WILMINGTON – The Bruins went on the road to the face the Detroit Red Wings on Nov. 27.
It was the Bruins’ first regular-season visit to Joe Louis Arena since Boston and Detroit were grouped into the Atlantic Division this season and the first homecoming as an established NHL defenseman for Michigan native Torey Krug.
However, the Red Wings proved to be wicked hosts that night. After his team took a 6-1 spanking at the hands of the Red Wings, Bruins coach Claude Julien called the performance “disastrous” and center Patrice Bergeron called it a “wake-up call.”
Now riding the momentum of one of the greatest stretches of regular-season success the Bruins franchise has ever enjoyed, Boston will return to Detroit on Wednesday for the first time since that Thanksgiving Eve debacle. The Bruins have won 15 of their past 16 and collected at least a point in every one of those 16 games.
“We’re a team that usually doesn’t lose by much if we do lose. So that was definitely an eye-opener,” Krug said after practice Tuesday at Ristuccia Arena. “When you lose like that, it leaves a bad taste in your mouth and it doesn’t sit well with guys in our group.”
Boston spit out that loss and marched on. Instead of sobbing on their turkey dinners and feeling sorry for themselves in the “Thanksgiving Showdown” against the New York Rangers on that Friday, the Bruins put forth one of their best performances of the season up until that point in a nationally televised 3-2 victory against an already desperate Rangers team. Boston followed up the very next night by grinding out a 3-1 home win against the Columbus Blue Jackets.
The resolve the Bruins showed in bouncing back from the loss in Detroit was similar to the attitude the team has had for several years. Losing a 3-0 series lead to the Philadelphia Flyers, falling behind 2-0 to the Montreal Canadiens and Vancouver Canucks in best-of-seven series, losing a triple-OT game to open the Stanley Cup finals – these are all things that were shake franchises to the foundation, and instead seemingly make the Bruins, and their consistent core of players, stronger.

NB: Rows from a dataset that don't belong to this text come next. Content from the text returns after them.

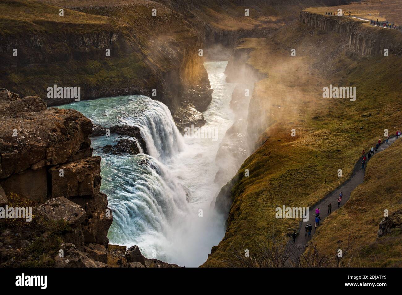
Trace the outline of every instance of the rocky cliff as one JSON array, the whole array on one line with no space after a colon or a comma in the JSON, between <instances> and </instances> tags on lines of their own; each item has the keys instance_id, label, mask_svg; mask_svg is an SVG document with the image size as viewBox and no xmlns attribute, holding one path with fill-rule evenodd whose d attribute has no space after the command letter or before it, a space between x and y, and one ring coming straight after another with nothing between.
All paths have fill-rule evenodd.
<instances>
[{"instance_id":1,"label":"rocky cliff","mask_svg":"<svg viewBox=\"0 0 402 295\"><path fill-rule=\"evenodd\" d=\"M309 26L341 34L349 40L349 47L360 55L373 56L402 53L402 34L396 30L384 30L369 22L345 16L328 16L302 11L300 21Z\"/></svg>"},{"instance_id":2,"label":"rocky cliff","mask_svg":"<svg viewBox=\"0 0 402 295\"><path fill-rule=\"evenodd\" d=\"M112 212L100 191L101 159L92 156L89 119L2 88L0 122L0 265L177 267L148 259L137 246L135 255L109 249ZM31 214L19 218L21 208Z\"/></svg>"},{"instance_id":3,"label":"rocky cliff","mask_svg":"<svg viewBox=\"0 0 402 295\"><path fill-rule=\"evenodd\" d=\"M50 2L56 6L0 4L3 87L39 96L49 106L74 100L47 96L55 84L80 87L81 100L143 94L166 104L178 125L203 124L200 112L211 90L198 54L201 41L180 14L151 1L82 4L71 10Z\"/></svg>"}]
</instances>

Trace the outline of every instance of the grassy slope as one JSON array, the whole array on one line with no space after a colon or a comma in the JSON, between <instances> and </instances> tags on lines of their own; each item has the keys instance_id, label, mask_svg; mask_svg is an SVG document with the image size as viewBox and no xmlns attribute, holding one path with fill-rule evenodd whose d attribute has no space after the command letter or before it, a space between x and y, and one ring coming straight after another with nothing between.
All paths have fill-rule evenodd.
<instances>
[{"instance_id":1,"label":"grassy slope","mask_svg":"<svg viewBox=\"0 0 402 295\"><path fill-rule=\"evenodd\" d=\"M324 221L313 238L322 253L334 255L338 249L344 249L350 236L352 250L344 260L351 258L350 266L402 267L401 233L377 239L384 210L391 216L402 208L401 153L402 140L398 139L368 162L364 182L343 207Z\"/></svg>"},{"instance_id":2,"label":"grassy slope","mask_svg":"<svg viewBox=\"0 0 402 295\"><path fill-rule=\"evenodd\" d=\"M273 234L284 236L298 220L275 218L277 207L311 206L348 178L361 150L384 129L401 129L400 57L352 59L345 54L347 37L298 23L286 28L240 45L254 49L249 63L269 75L256 83L251 103L271 127L239 170L227 232L203 266L227 265L228 251L241 244L252 256ZM330 83L356 86L356 101L323 98Z\"/></svg>"},{"instance_id":3,"label":"grassy slope","mask_svg":"<svg viewBox=\"0 0 402 295\"><path fill-rule=\"evenodd\" d=\"M399 1L394 0L365 0L351 3L347 5L339 5L328 7L310 8L308 11L314 13L325 14L327 11L332 12L336 14L338 8L342 10L345 15L356 15L366 19L380 21L387 20L394 22L396 24L402 25L402 6Z\"/></svg>"}]
</instances>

“Yeah, to me I keep bringing it back to experience because this group, or most of this group, has been together for a long time. We’ve been through a lot — ups and downs and experienced a lot,” Julien said. “I think the fact that we’ve been through those kinds of things has helped us along and we seem to react a lot better to those kinds of games, and we bounce back with a better game in the following one. It’s always good to see your team to react that way and I think this is an opportunity here to go and be a better team than we were the last time in there as well.”
Throughout this current roll by the Bruins, it has felt more like they’ve had 16 individual games with a point rather than a 16-game point streak. That’s “one game at a time” is more than just a cliche with the Bruins. It’s their mantra, and Julien is their Dalai Lama preaching it every day. That helps them stay eve- keeled, whether they’re romping on the Canadiens at Bell Centre or dragging their sorry rear ends home after getting kicked around in Detroit.
Whether Boston triumphs in its return to Detroit or once again gets humbled, you know that the Bruins won’t let there be any carryover the next night in Toronto or in a potential playoff series with the Red Wings. One result never seems to distract these Bruins from the bigger picture.